Our medieval hangover continues and Britain’s leading scandal of the day naturally features two lords. The first is Lord Alistair McAlpine: a former advisor to the Thatcher government, whom a recent investigation by the BBC’s Newsnight had wrongly implicated in a child abuse scandal at a Wrexham care home. McAlpine was not identified in the original Newsnight story due to Britain’s libel laws – even though they potentially licensed his naming – but he was increasingly associated with the story on Twitter. The elderly and infirm aristocrat was consequently reviled as a paedophile by hundreds of Twitter contestants. It took almost a week before the Guardian newspaper resolved to investigate the story, whereupon it promptly fell apart. Newsnight’s only witness had mistaken the lord for somebody else.
Enter our second lord, or at least shudder as his shadow falls across the stage. Lord Justice Brian Leveson is currently writing a report on the freedom of the press in this country. We generally find this acceptable because the word “Lord” sounds pleasantly quaint and wholesome. In any other country, the prospect of somebody who is unelected making decisions about the extent of the public’s liberty would be regarded as somewhat more sinister.
For our MPs, the McAlpine debacle clinches the point that we are suffering from too much freedom. The internet is out of control, Twitter is grossly irresponsible, and the state needs to intervene to regulate everything, with the fine, subtle mind of Lord Leveson ironing out the details. Newspaper editors have themselves capitulated, offering their own collective self-censorship as a more liberal alternative to statutory regulation. It has come to something when the deputy PM Nick Clegg has to explicitly reassure us that any regulation of the media will not be conducted by politicians, but he otherwise condemns the treatment of McAlpine as “trial by Twitter.” The Tory MP Conor Burns has been vociferous in rattling his sabre:
Lord McAlpine’s reputation was in tatters last week because people were able to post things with complete impunity on the internet. We are going to have to bring Facebook and Twitter under the same laws as libels committed by newspapers or television channels.
Just imagine, however, that there had been no libel laws to begin with. Newsnight would have openly accused McAlpine of paedophilia. Within hours, the lord’s side would have issued a furious and detailed rebuttal. Twitter would have remained undecided. Newsnight itself would have been forced to defend its story and clarify its evidence. Suspicious journalists would have begun to question the credibility of Newsnight’s only witness, the agenda of the journalist who had researched and presented the investigation, and the fact that the same allegations had been repudiated in the past. McAlpine would have been reading his apology over breakfast the next morning.
Instead, McAlpine or his earthly representatives remained bizarrely silent, whilst a bubble of speculation and innuendo about the lord’s past was allowed to inflate on Twitter.
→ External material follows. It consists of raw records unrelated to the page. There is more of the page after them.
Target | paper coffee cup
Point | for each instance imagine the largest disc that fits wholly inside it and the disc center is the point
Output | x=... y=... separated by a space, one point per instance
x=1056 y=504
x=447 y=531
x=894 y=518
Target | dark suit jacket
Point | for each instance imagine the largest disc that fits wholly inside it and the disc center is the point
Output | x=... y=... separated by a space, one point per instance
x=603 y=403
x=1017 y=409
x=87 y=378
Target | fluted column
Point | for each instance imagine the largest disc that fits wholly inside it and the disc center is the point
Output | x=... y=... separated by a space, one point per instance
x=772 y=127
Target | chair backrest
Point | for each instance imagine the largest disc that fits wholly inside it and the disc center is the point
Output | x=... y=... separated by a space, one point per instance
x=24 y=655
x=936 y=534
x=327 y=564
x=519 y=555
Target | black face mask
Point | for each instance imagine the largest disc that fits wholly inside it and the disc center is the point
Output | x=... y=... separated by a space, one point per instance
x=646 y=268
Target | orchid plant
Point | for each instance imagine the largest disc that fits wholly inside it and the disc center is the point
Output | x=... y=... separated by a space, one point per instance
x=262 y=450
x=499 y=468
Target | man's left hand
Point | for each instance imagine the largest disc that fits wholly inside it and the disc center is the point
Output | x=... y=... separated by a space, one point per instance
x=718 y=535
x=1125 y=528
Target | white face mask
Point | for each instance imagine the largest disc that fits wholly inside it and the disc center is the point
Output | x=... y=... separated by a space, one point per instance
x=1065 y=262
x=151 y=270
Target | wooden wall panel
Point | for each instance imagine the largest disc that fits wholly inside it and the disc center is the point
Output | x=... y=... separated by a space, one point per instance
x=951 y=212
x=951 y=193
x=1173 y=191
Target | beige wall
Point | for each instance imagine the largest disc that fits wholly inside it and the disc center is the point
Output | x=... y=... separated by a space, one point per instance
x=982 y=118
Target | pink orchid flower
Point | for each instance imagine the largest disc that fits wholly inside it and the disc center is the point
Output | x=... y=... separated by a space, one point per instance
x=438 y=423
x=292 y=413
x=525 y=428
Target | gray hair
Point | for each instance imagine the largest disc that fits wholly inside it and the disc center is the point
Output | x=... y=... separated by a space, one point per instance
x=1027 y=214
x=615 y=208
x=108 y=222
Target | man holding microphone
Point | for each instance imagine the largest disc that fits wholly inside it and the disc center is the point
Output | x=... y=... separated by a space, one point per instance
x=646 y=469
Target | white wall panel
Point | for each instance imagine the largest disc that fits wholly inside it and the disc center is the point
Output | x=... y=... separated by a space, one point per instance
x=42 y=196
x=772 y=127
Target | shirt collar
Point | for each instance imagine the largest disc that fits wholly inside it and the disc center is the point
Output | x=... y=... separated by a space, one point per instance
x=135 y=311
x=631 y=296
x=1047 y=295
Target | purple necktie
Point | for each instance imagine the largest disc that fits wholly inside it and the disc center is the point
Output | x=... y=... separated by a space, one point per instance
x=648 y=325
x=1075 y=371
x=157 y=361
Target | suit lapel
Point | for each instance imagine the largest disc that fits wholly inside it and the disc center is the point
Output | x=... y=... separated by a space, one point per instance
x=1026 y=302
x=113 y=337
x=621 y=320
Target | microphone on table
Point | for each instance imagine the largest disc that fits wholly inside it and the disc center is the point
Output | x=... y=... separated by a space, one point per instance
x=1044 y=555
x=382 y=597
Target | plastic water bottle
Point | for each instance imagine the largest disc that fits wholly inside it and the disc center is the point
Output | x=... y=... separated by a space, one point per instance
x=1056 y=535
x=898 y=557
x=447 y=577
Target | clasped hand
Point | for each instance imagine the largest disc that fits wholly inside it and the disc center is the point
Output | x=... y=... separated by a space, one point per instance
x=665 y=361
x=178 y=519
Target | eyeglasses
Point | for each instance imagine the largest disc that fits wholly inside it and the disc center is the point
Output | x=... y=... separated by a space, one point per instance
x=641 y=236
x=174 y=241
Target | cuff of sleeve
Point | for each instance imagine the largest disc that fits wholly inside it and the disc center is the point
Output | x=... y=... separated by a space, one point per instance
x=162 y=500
In retrospect, it looks almost like a trap. McAlpine’s name was trending whilst mainstream journalists were restrained by the fear of being abandoned by their own newspapers. I would not usually give the Guardian journalist George Monbiot the time of day, but at least he had the cojones to name McAlpine (if purely out of mischief) and nudge this name into the light. After six days, the situation had become as preposterous as it was agonising. The Guardian finally popped the bubble and named McAlpine. Now you could not find a microscopic creature who is still maintaining that McAlpine is a paedophile.
And Conor Burns claims that we should “bring Facebook and Twitter under the same laws as libels committed by newspapers and television channels.” I would suggest that he means the opposite.
The ultimate trouble has been too little freedom of speech, not too much. And one of the ugliest aspects of the McAlpine disaster has been the tendency amongst our legislators to dismiss the average Twitter user as a yob – an irresponsible and loutish gossipmonger – when the Twitter bubble was predominantly inflated by the “serious” mainstream media, who were themselves frustrated by McAlpine’s prospective recourse to legal protection. In other words, the emerging free press was destabilised by the old regulated press. Lord Leveson should not print out that report quite yet.